As much as the term functional training is frowned upon by some professionals, it is an excellent way to describe movements and methods of creating resistance that resembles or mimics real movements you do in sports or day-to-day tasks.
In every typical BJJ class, you will crawl, roll, push, pull, bridge, kneel, and tug, challenging your body and nervous system to adapt to all kinds of movements.
What Does BJJ Do To Your Body
Injuries are inevitable once you start rolling (I am yet to see a person practicing ANY sport for a significant period who hasn’t been injured). Still, the benefits outweigh the negatives by a thousand to one in my eyes.
BJJ gives you a treasure trove of qualities and skills that cross over into all aspects of life, but here we will look at the purely physical benefits. The additional “hidden” benefit to the fitness gains is how interesting and engaging it is to train BJJ.
I also cross-train and do a lot of other activities. Still, nothing is as engaging as martial arts, and doing something you love often means you will continue doing it instead of doing something just because you know you have to.
Working for 90 minutes, including various warm-ups, stretches, drills, and sparring, will get your heart working at various rates. At least half the time is usually spent in “cardio” territory, meaning a relatively low and steady heart rate, which will improve your cardiovascular condition and overall health.
Moving at a much higher pace and level of exertion while rolling will raise your heart rate near the maximum, improve all energy systems, and increase lung capacity and recovery times.
Flexibility and Mobility
Being supple, mobile, and coordinated will help you move and feel better and aid in longevity. Techniques involved in BJJ will move your body in all kinds of directions and planes, improving flexibility and mobility.
And because flexibility and mobility are essential in jiu-jitsu, nearly all classes have some form of stretching and mobility exercise incorporated into the training regimen.
Strength and Endurance
BJJ training will not get you big muscles but will steadily and surely strengthen many muscles.
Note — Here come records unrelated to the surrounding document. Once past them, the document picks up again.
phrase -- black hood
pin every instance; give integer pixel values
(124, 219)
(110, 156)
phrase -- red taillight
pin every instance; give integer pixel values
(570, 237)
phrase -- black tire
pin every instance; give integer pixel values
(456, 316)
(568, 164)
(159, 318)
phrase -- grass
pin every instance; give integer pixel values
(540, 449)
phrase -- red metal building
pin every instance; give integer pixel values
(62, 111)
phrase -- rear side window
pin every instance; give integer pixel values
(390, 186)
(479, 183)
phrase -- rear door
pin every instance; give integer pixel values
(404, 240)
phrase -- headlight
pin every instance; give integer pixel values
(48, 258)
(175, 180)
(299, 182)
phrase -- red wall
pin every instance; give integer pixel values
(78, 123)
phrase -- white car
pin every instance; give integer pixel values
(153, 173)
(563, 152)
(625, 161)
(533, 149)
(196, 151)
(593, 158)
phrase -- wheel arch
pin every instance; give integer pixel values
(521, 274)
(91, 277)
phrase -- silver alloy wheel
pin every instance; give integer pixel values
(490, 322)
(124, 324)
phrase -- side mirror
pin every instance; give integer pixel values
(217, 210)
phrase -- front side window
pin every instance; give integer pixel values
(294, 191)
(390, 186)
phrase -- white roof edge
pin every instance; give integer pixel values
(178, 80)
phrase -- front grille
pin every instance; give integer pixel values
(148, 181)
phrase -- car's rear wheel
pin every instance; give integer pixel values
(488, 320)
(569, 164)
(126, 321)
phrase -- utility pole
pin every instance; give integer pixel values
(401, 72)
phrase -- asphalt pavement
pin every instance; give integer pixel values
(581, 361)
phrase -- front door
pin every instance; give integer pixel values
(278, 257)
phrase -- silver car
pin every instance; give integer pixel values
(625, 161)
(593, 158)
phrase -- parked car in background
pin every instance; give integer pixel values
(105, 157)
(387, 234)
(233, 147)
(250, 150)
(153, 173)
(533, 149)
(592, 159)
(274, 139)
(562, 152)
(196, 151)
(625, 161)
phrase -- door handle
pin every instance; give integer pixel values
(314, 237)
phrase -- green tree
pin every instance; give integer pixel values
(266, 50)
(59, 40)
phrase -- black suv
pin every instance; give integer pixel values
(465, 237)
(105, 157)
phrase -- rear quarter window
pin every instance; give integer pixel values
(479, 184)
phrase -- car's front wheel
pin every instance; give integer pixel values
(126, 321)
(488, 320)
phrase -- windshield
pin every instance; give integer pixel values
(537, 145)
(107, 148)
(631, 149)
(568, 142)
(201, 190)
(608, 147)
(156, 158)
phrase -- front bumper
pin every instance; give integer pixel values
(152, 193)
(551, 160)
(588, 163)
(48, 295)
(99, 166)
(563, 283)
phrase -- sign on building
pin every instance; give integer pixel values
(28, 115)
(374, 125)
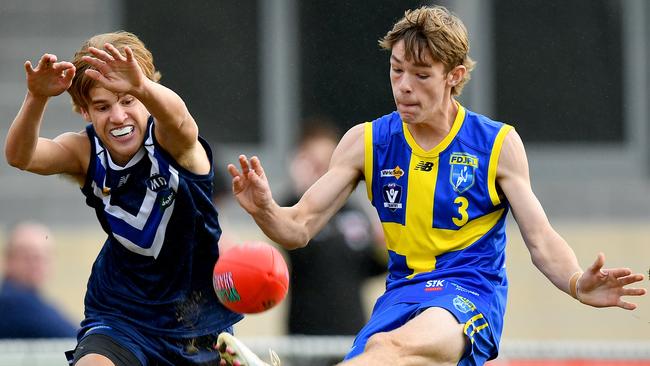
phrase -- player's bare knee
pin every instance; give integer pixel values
(384, 341)
(413, 352)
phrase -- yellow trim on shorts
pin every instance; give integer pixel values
(476, 329)
(494, 164)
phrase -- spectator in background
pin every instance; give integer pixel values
(327, 275)
(27, 263)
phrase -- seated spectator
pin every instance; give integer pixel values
(27, 260)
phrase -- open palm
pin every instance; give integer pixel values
(250, 186)
(49, 78)
(601, 287)
(114, 71)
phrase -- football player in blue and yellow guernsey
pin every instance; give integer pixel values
(442, 179)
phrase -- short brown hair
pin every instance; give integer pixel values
(435, 30)
(81, 84)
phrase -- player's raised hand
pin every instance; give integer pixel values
(250, 185)
(117, 72)
(603, 287)
(49, 78)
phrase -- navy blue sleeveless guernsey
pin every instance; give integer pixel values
(442, 213)
(155, 268)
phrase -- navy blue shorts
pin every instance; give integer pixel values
(134, 347)
(391, 313)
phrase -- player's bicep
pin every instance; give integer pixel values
(64, 154)
(514, 180)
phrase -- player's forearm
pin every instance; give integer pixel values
(23, 133)
(283, 226)
(555, 259)
(169, 110)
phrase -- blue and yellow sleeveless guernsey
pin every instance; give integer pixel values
(444, 222)
(154, 272)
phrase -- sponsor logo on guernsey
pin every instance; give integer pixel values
(225, 287)
(463, 167)
(157, 183)
(123, 180)
(396, 172)
(167, 198)
(434, 285)
(392, 196)
(424, 166)
(463, 289)
(463, 305)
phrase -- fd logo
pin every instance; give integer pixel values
(463, 167)
(424, 166)
(392, 196)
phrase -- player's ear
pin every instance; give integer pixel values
(84, 113)
(456, 75)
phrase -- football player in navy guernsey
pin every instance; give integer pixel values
(142, 166)
(442, 179)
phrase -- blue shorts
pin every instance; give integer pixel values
(396, 307)
(155, 350)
You will see the most significant gains in the forearms and grip strength from the constant gripping and pulling. Even without a single grip strength exercise, your hands will become like pliers in time.
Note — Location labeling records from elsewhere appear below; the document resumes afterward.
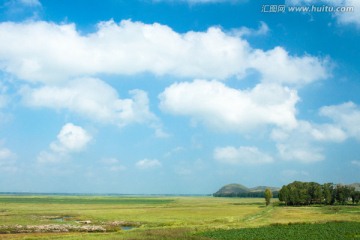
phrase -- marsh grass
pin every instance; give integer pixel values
(156, 217)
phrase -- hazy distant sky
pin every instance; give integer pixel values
(154, 96)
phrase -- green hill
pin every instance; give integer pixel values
(238, 190)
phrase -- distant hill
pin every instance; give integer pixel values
(238, 190)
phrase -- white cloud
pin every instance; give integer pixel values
(276, 65)
(227, 109)
(346, 116)
(241, 155)
(96, 100)
(31, 3)
(300, 152)
(7, 161)
(356, 163)
(53, 53)
(113, 164)
(148, 164)
(352, 17)
(70, 139)
(244, 31)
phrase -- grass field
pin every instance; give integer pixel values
(87, 217)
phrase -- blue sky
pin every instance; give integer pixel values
(176, 97)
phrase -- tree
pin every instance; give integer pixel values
(328, 191)
(268, 196)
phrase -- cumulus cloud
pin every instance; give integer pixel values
(244, 31)
(113, 165)
(148, 164)
(356, 163)
(96, 100)
(70, 139)
(300, 152)
(241, 155)
(53, 52)
(7, 161)
(302, 143)
(346, 116)
(227, 109)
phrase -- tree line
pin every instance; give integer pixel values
(308, 193)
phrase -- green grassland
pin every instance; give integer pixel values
(162, 217)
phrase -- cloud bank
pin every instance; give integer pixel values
(54, 53)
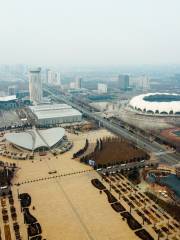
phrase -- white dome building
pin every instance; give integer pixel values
(156, 104)
(35, 140)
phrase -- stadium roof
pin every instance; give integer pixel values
(34, 139)
(8, 98)
(157, 103)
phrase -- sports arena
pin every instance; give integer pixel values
(161, 104)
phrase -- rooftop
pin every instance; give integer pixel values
(54, 111)
(8, 98)
(34, 139)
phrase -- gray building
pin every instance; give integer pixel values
(123, 82)
(35, 85)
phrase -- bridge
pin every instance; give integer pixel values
(140, 141)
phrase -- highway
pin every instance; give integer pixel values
(140, 141)
(127, 166)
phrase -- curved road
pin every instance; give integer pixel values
(141, 142)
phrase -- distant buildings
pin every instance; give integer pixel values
(35, 85)
(78, 83)
(123, 82)
(53, 77)
(11, 90)
(102, 88)
(8, 102)
(140, 83)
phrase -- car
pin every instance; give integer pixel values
(122, 165)
(98, 169)
(109, 167)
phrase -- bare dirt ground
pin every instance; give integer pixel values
(67, 207)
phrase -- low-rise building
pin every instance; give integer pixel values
(47, 114)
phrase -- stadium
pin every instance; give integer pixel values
(36, 140)
(161, 104)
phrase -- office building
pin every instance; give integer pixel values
(123, 82)
(54, 77)
(35, 85)
(78, 82)
(102, 88)
(11, 90)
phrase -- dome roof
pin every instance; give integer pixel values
(34, 138)
(157, 103)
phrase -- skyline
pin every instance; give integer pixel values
(90, 33)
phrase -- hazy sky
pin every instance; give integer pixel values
(80, 32)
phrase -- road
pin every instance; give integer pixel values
(140, 141)
(127, 166)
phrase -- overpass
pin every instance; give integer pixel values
(140, 141)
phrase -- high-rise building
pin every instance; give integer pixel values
(78, 82)
(35, 85)
(54, 77)
(123, 82)
(102, 88)
(140, 82)
(11, 90)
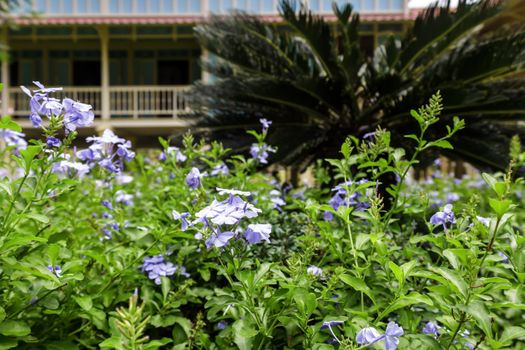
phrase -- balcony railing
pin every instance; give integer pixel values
(125, 101)
(187, 7)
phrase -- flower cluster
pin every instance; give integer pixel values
(75, 114)
(179, 156)
(370, 335)
(109, 151)
(193, 179)
(443, 217)
(261, 152)
(221, 218)
(13, 139)
(156, 267)
(66, 167)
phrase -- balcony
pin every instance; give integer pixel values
(191, 8)
(129, 106)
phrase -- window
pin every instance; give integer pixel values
(227, 5)
(397, 4)
(213, 6)
(140, 6)
(384, 5)
(154, 6)
(54, 6)
(368, 5)
(267, 6)
(314, 5)
(327, 6)
(167, 6)
(242, 5)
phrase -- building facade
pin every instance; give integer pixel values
(132, 59)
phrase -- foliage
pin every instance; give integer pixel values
(176, 254)
(312, 78)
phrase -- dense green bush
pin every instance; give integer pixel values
(106, 249)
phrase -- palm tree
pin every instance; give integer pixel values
(314, 81)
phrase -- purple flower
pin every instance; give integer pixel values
(227, 212)
(107, 204)
(156, 268)
(220, 169)
(56, 270)
(107, 233)
(265, 123)
(369, 135)
(124, 151)
(219, 239)
(53, 142)
(443, 217)
(193, 179)
(255, 233)
(370, 335)
(65, 167)
(452, 197)
(77, 114)
(123, 179)
(124, 198)
(277, 199)
(179, 156)
(329, 324)
(393, 331)
(261, 152)
(431, 328)
(314, 271)
(183, 217)
(484, 221)
(13, 138)
(41, 104)
(505, 259)
(109, 151)
(328, 216)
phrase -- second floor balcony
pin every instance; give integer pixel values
(194, 8)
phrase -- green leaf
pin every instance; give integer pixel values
(306, 302)
(7, 123)
(479, 312)
(404, 301)
(243, 334)
(38, 217)
(452, 277)
(29, 154)
(500, 207)
(489, 180)
(84, 302)
(398, 272)
(14, 328)
(165, 285)
(53, 250)
(157, 343)
(510, 333)
(358, 284)
(442, 144)
(7, 343)
(112, 343)
(6, 188)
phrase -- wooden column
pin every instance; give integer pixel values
(104, 60)
(5, 73)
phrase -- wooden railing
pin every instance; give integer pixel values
(185, 7)
(125, 101)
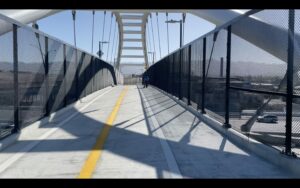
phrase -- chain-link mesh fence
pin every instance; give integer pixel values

The arms and torso also see a lot of work in BJJ. Attempting chokes, maintaining a position, pummeling, and escaping bad positions like mount all require strength which is gradually developed by practicing the moves.
The sheer variety of drills, exercises, and live sparring in each BJJ session makes it a great full-body workout. While you may need to supplement it with other forms of resistance training if you want the optimal result for both visuals and performance, BJJ is a fantastic way to get in shape and enough of a workout for many people.
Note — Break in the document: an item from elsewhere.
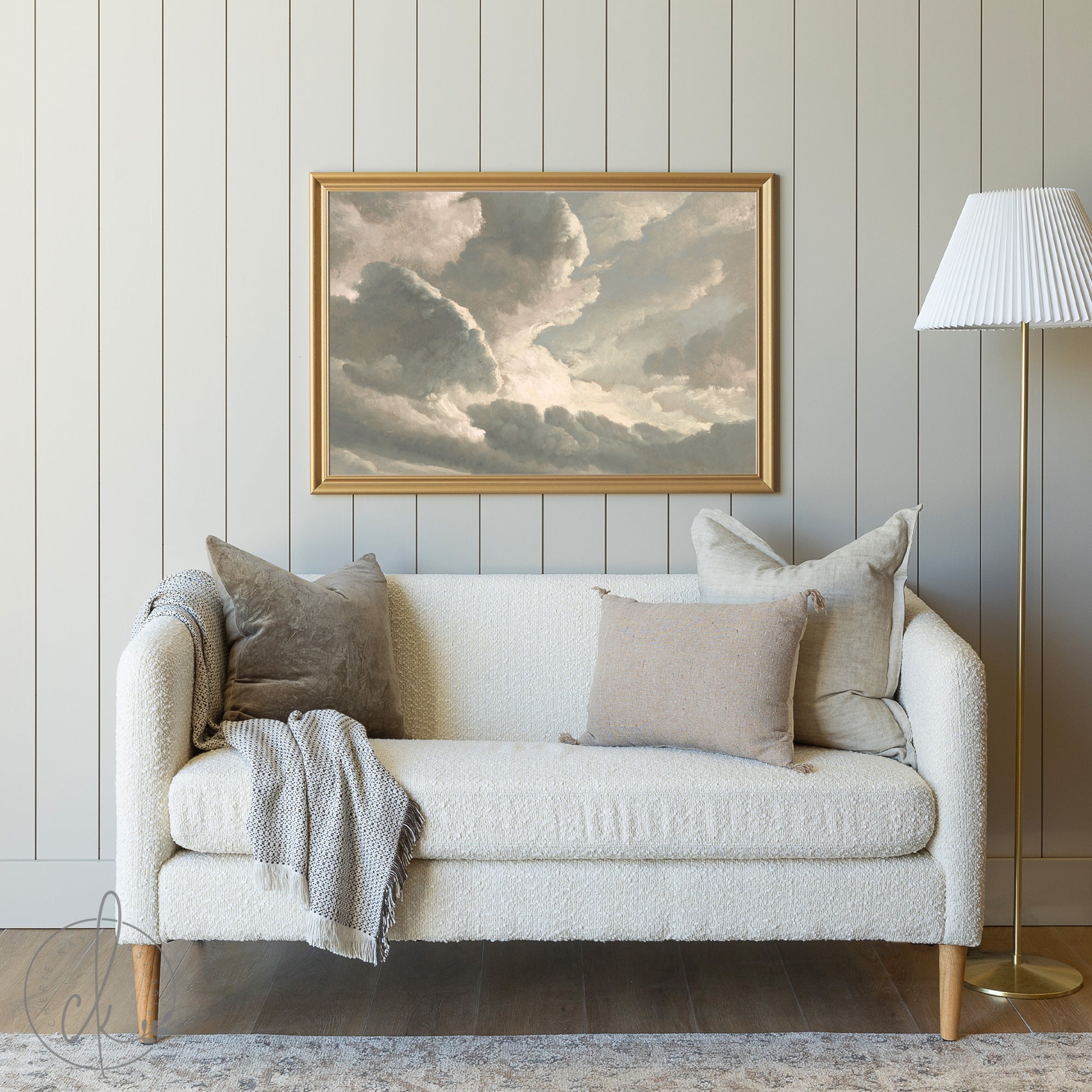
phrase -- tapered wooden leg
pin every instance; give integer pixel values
(147, 979)
(953, 968)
Can You Lose Weight With BJJ
Not only can you, but you will lose weight with BJJ if your diet is good. The formula for losing weight is simple: burn more calories than you consume. The intake part of the equations is a profound topic on its own, but BJJ will surely help you with the burning.
People have different caloric variables determined by weight, sex, and age. Then each person may burn a different number of calories per session depending on how intensely he is training or how hot and humid the conditions are.
The average person burns around 500–700 calories per training session, but this may not be what you will burn. Male grapplers are heavier and burn more calories, while women usually burn fewer. Calculating exactly how many calories you burn is nearly impossible, but be sure that if your eating is relatively on point, you will lose weight with BJJ.
Is BJJ Strength or Cardio?
BJJ is cardio and strength training. The muscles in the whole body are under a lot of stress and tension, meaning it develops strength, and it is a form of strength training especially for the needs of the sport. After all, strength training is not only lifting weights.
We’ve already touched on the cardio element of BJJ. Staying at elevated heart rates for nearly 90 minutes and going into different intensities ticks all the boxes for cardio training, so you can expect growth in all physical aspects just by drilling and sparring.
BJJ is a great way to get in shape. Physical exercises, stretching, technical drills, and live sparring are all part of BJJ training and will develop excellent physical attributes. Couple it with a solid diet and a complementary strength training program, and you will be ready for everything on and off the mats.